Hal ini penting karena hingga saat ini Demak masih dianggap sebagai daerah tertinggal bila dibandingkan dengan daerah lain, seperti kota Semarang, Kudus, dan Jepara. Padahal dulu Demak menjadi pusat kerajaan, sebagai kota besar yang roda perekonomiannya lebih maju dari daerah lainnya.

Untuk menggapai kembali kejayaan itu, perlu upaya pemberdayaan segenap potensi. Kunci keberhasilan pembangunan daerah bertumpu pada kekuatan lokal dan kebersamaan masyarakatnya.
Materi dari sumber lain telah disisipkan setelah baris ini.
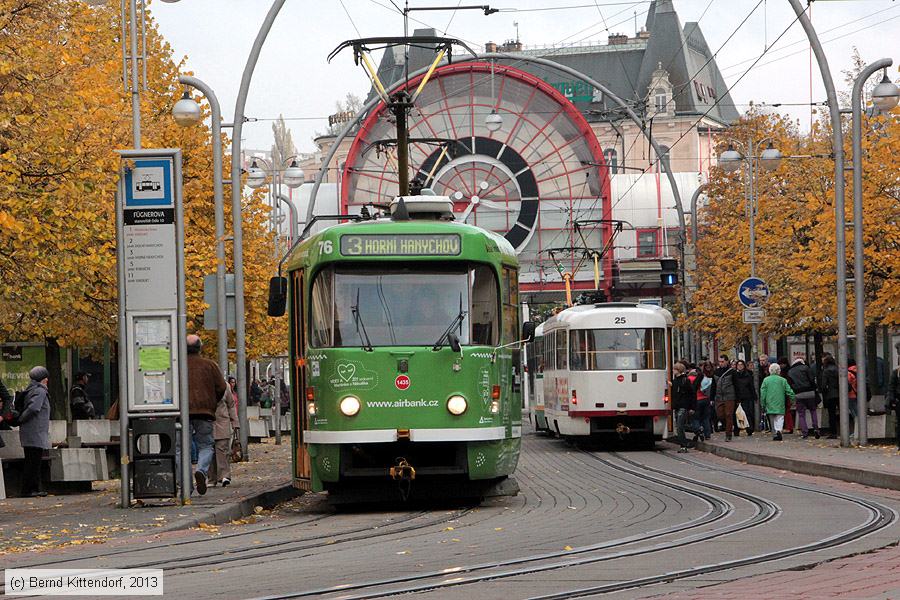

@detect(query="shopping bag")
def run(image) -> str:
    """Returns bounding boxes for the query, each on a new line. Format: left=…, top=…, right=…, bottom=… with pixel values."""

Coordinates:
left=230, top=432, right=244, bottom=462
left=734, top=404, right=750, bottom=429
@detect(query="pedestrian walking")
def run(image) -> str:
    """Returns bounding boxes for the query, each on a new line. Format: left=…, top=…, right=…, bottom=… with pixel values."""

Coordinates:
left=0, top=379, right=15, bottom=436
left=672, top=362, right=697, bottom=452
left=847, top=358, right=859, bottom=436
left=885, top=356, right=900, bottom=450
left=715, top=355, right=737, bottom=442
left=759, top=364, right=794, bottom=442
left=778, top=356, right=794, bottom=433
left=69, top=371, right=96, bottom=420
left=787, top=357, right=819, bottom=439
left=19, top=367, right=50, bottom=498
left=210, top=377, right=241, bottom=487
left=734, top=360, right=756, bottom=436
left=820, top=353, right=840, bottom=440
left=694, top=362, right=715, bottom=441
left=250, top=377, right=262, bottom=406
left=175, top=334, right=226, bottom=496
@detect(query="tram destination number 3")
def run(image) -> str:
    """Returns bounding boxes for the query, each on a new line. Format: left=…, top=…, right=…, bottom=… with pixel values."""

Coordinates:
left=340, top=234, right=462, bottom=256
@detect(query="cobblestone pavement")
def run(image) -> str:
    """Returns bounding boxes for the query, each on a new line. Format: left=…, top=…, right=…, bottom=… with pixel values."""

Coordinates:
left=0, top=439, right=291, bottom=555
left=710, top=430, right=900, bottom=476
left=4, top=434, right=900, bottom=600
left=653, top=546, right=900, bottom=600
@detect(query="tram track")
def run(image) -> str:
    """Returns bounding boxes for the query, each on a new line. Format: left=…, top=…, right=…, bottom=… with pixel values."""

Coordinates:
left=529, top=453, right=897, bottom=600
left=257, top=446, right=897, bottom=600
left=255, top=452, right=768, bottom=600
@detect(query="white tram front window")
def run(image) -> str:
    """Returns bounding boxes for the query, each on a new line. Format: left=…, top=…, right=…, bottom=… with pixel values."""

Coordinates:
left=569, top=329, right=666, bottom=371
left=310, top=264, right=500, bottom=348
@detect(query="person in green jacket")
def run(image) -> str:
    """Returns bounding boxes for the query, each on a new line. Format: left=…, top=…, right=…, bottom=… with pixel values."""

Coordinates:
left=759, top=363, right=794, bottom=441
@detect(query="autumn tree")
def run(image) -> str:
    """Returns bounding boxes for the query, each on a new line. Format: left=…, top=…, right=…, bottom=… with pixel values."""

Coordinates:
left=0, top=0, right=287, bottom=408
left=691, top=90, right=900, bottom=344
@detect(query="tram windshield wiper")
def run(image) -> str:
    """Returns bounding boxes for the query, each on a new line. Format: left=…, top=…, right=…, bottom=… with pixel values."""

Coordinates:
left=350, top=288, right=374, bottom=352
left=431, top=294, right=469, bottom=352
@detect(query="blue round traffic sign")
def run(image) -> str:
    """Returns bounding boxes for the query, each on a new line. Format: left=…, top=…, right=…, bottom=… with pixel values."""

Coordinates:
left=738, top=277, right=769, bottom=308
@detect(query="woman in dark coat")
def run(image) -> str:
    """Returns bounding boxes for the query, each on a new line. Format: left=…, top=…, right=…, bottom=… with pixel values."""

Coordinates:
left=19, top=367, right=50, bottom=498
left=822, top=354, right=840, bottom=440
left=734, top=360, right=756, bottom=435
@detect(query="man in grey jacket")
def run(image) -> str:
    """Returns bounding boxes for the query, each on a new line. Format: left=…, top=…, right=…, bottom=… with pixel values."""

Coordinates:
left=19, top=367, right=50, bottom=498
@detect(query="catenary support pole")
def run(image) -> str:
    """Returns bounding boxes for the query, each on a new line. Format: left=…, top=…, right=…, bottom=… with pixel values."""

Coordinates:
left=116, top=180, right=131, bottom=508
left=851, top=58, right=894, bottom=446
left=788, top=0, right=852, bottom=448
left=231, top=0, right=285, bottom=460
left=178, top=75, right=228, bottom=375
left=122, top=0, right=143, bottom=150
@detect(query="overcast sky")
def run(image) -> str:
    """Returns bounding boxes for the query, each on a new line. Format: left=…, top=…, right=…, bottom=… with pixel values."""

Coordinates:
left=151, top=0, right=900, bottom=151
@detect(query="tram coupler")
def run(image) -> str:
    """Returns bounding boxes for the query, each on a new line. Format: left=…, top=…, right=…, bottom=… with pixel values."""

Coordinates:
left=390, top=458, right=416, bottom=481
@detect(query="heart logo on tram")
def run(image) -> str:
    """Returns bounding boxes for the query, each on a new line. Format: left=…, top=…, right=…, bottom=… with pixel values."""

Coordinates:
left=338, top=363, right=356, bottom=381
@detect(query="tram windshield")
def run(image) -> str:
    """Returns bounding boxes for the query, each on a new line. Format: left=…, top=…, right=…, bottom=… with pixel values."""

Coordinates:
left=569, top=329, right=666, bottom=371
left=310, top=264, right=499, bottom=348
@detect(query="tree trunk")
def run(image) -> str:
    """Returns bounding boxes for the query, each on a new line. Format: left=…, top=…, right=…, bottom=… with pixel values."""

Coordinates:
left=44, top=338, right=69, bottom=419
left=866, top=325, right=886, bottom=394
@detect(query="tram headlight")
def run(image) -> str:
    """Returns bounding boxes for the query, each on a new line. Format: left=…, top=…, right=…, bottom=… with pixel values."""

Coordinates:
left=447, top=395, right=469, bottom=415
left=341, top=396, right=362, bottom=417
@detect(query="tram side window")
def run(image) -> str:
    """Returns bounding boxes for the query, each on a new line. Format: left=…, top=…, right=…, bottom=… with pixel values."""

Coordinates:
left=501, top=267, right=519, bottom=344
left=472, top=266, right=500, bottom=346
left=569, top=328, right=666, bottom=371
left=555, top=330, right=569, bottom=370
left=310, top=269, right=334, bottom=348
Selain itu, menuntut  kejelian stakeholders dalam melihat segala potensi agar dapat meningkatkan kesejahteraan daerah, baik yang berpengaruh langsung dengan aspek ekonomi maupun kesejahteraan masyarakatnya.

Era otonomi daerah (otda) yang sedang bergulir di Indonesia secara langsung maupun tidak langsung membawa pengaruh yang cukup luas pada tatanan kehidupan masyarakat lokal, tak terkecuali Demak.
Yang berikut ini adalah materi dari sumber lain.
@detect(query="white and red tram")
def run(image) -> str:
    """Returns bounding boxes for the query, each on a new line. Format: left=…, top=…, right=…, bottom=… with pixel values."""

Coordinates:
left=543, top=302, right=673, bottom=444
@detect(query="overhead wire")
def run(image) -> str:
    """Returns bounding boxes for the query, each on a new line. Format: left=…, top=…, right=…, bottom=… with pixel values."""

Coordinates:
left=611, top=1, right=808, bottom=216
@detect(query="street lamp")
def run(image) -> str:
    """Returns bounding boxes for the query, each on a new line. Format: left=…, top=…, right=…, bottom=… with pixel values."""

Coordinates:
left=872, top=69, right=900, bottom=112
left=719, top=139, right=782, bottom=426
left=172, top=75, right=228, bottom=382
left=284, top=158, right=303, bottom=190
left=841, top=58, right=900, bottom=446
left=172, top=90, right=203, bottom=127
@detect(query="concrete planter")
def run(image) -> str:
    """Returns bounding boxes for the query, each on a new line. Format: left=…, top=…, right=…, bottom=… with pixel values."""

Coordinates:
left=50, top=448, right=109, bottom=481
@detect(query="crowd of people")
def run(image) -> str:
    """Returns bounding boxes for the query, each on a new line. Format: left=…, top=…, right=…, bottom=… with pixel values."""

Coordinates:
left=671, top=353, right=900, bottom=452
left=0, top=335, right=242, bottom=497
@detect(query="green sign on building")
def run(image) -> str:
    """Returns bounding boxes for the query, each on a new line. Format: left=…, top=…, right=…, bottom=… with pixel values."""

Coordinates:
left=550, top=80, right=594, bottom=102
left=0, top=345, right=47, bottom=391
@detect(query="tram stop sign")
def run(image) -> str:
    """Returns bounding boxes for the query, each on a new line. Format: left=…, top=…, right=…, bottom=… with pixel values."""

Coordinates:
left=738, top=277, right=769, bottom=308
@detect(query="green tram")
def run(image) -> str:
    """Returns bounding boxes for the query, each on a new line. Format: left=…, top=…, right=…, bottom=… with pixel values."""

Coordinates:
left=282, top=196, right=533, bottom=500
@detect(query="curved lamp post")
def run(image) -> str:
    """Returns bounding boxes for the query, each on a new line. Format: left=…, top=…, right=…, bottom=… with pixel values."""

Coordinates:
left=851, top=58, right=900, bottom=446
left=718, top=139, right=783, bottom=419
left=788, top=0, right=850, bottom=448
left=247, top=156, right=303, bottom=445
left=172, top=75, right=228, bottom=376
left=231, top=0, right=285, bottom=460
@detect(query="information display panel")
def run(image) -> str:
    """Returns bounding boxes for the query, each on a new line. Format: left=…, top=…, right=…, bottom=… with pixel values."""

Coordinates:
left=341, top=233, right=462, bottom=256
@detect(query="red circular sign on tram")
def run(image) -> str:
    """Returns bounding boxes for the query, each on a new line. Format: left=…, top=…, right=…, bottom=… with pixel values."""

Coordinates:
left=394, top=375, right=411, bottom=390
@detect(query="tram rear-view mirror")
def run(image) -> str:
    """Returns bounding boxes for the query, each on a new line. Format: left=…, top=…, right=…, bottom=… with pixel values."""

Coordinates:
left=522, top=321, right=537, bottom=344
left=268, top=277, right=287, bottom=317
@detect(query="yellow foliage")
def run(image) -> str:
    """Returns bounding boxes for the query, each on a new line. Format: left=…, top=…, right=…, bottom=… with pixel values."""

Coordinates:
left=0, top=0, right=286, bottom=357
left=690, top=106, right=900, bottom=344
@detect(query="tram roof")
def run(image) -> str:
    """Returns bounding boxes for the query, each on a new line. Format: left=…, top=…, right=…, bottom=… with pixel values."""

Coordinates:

Kondisi ini telah memberikan suatu kesadaran baru bagi kalangan pemerintah daerah ataupun masyarakat, bahwa kita tidak bisa lagi membiarkan gelombang otonomi mengalir begitu saja tanpa upaya untuk mengarahkan dan mengisinya dengan tindakan nyata yang positif demi kemajuan wilayah.
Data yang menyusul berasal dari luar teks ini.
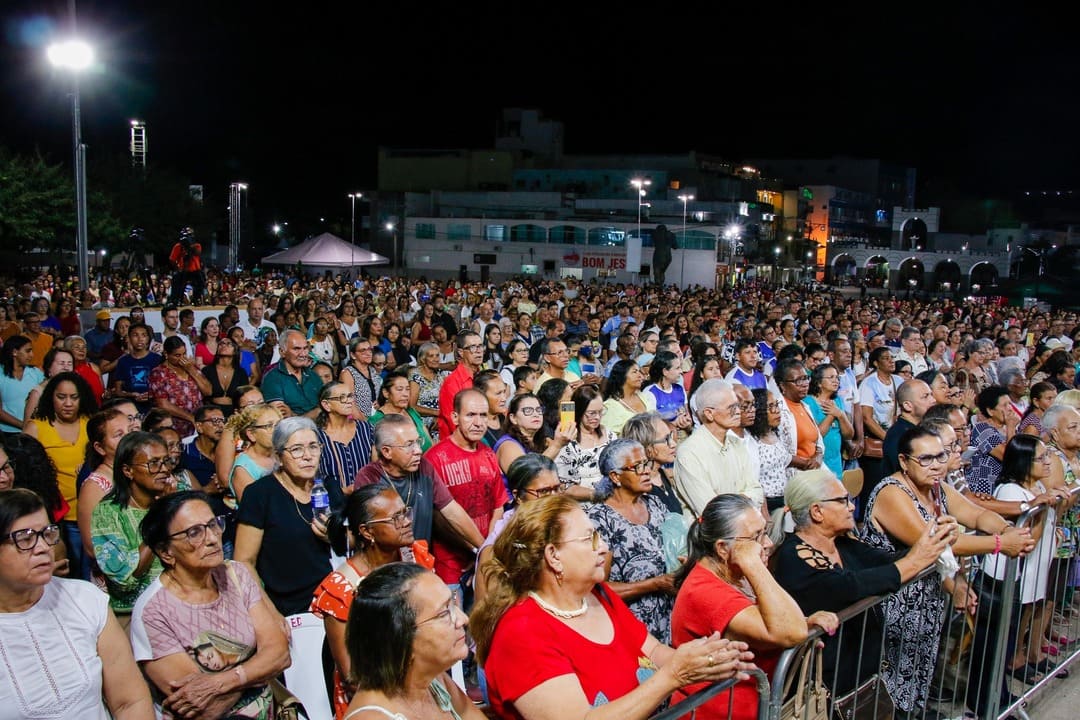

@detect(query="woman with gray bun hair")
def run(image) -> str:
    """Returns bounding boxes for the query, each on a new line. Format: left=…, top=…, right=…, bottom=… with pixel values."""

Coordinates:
left=233, top=417, right=333, bottom=616
left=585, top=438, right=675, bottom=643
left=772, top=467, right=953, bottom=695
left=672, top=493, right=839, bottom=720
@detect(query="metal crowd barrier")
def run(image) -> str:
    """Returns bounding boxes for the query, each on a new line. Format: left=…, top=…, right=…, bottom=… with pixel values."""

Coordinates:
left=653, top=487, right=1080, bottom=720
left=650, top=669, right=769, bottom=720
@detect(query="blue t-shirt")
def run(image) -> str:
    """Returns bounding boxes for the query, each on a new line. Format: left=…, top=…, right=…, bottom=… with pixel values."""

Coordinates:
left=806, top=395, right=848, bottom=477
left=0, top=366, right=45, bottom=433
left=109, top=353, right=162, bottom=412
left=646, top=383, right=686, bottom=422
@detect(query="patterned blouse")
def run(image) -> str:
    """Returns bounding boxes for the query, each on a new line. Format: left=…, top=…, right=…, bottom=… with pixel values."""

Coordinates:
left=555, top=425, right=615, bottom=488
left=584, top=493, right=675, bottom=644
left=150, top=363, right=203, bottom=437
left=753, top=437, right=792, bottom=498
left=408, top=370, right=449, bottom=437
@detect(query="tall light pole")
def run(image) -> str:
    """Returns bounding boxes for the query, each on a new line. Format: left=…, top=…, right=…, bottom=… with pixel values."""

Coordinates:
left=349, top=192, right=364, bottom=273
left=48, top=40, right=94, bottom=290
left=229, top=182, right=247, bottom=272
left=630, top=177, right=652, bottom=240
left=387, top=222, right=397, bottom=275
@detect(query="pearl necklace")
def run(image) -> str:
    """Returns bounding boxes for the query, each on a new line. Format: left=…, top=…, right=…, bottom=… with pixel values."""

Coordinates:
left=529, top=590, right=589, bottom=620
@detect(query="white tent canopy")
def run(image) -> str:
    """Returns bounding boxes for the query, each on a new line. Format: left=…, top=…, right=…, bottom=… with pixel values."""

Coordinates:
left=262, top=232, right=390, bottom=268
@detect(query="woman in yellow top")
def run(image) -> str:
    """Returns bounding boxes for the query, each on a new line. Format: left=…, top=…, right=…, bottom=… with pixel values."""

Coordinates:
left=24, top=372, right=97, bottom=568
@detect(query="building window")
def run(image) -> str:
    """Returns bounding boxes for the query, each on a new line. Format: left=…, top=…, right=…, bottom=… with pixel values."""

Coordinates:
left=446, top=222, right=472, bottom=242
left=484, top=225, right=510, bottom=243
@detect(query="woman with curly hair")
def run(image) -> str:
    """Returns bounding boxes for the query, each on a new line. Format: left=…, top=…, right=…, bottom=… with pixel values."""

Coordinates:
left=26, top=372, right=97, bottom=567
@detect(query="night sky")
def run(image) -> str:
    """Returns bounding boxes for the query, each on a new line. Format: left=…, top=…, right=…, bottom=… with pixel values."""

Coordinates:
left=0, top=0, right=1080, bottom=232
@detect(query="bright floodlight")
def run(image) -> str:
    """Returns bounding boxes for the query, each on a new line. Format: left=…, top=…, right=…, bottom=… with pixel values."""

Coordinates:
left=46, top=40, right=94, bottom=71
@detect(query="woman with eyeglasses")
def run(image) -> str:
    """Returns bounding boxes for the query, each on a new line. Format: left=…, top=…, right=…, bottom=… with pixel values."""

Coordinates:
left=343, top=562, right=485, bottom=720
left=90, top=431, right=177, bottom=628
left=202, top=338, right=249, bottom=418
left=772, top=467, right=957, bottom=696
left=672, top=494, right=825, bottom=720
left=233, top=418, right=333, bottom=617
left=315, top=382, right=378, bottom=510
left=369, top=368, right=432, bottom=451
left=491, top=393, right=577, bottom=476
left=131, top=491, right=289, bottom=720
left=311, top=481, right=433, bottom=720
left=1010, top=381, right=1057, bottom=439
left=473, top=494, right=760, bottom=720
left=150, top=335, right=212, bottom=437
left=473, top=452, right=566, bottom=607
left=983, top=435, right=1069, bottom=684
left=0, top=488, right=154, bottom=720
left=806, top=363, right=855, bottom=478
left=604, top=359, right=657, bottom=435
left=555, top=385, right=625, bottom=500
left=585, top=438, right=675, bottom=644
left=862, top=427, right=1031, bottom=715
left=338, top=338, right=382, bottom=420
left=626, top=412, right=683, bottom=514
left=746, top=389, right=794, bottom=513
Karena itu perlu kesungguhan dalam memberdayakan segenap potensi daerah. Ada beberapa potensi yang perlu dieksplorasi, pertama, potensi sejarah. Sebagai pusat kerajaan dan pusat perjuangan melawan penjajah, Demak mempunyai sejarah yang gemilang. Namun sejauh ini kekuatan sejarah belum mampu secara maksimal menjadi spirit bagi kemajuan masyarakatnya.

Bahkan letak bekas Keraton Demak belum diketahui secara pasti. Banyak sejarawan yang datang untuk meneliti dan mencari tahu keberadaan keraton, namun hingga kini lokasi pastinya masih mengundang pro dan kontra.

Mengulang Kejayaan

Padahal, menghadirkan situs dan silsilah kerajaan Demak pada masa kini sangat mungkin digunakan untuk mengubah situasi masyarakat yang tidak lagi ideal. Sebuah masyarakat yang jauh dari ketika kerajaan Demak didirikan oleh para wali, pada saat daerah itu dipimpin oleh Raden Patah, Patiunus, atau Trenggono. Mengulang kejayaan kerajaan Demak dalam kehidupan masa kini bukanlah hal yang mustahil.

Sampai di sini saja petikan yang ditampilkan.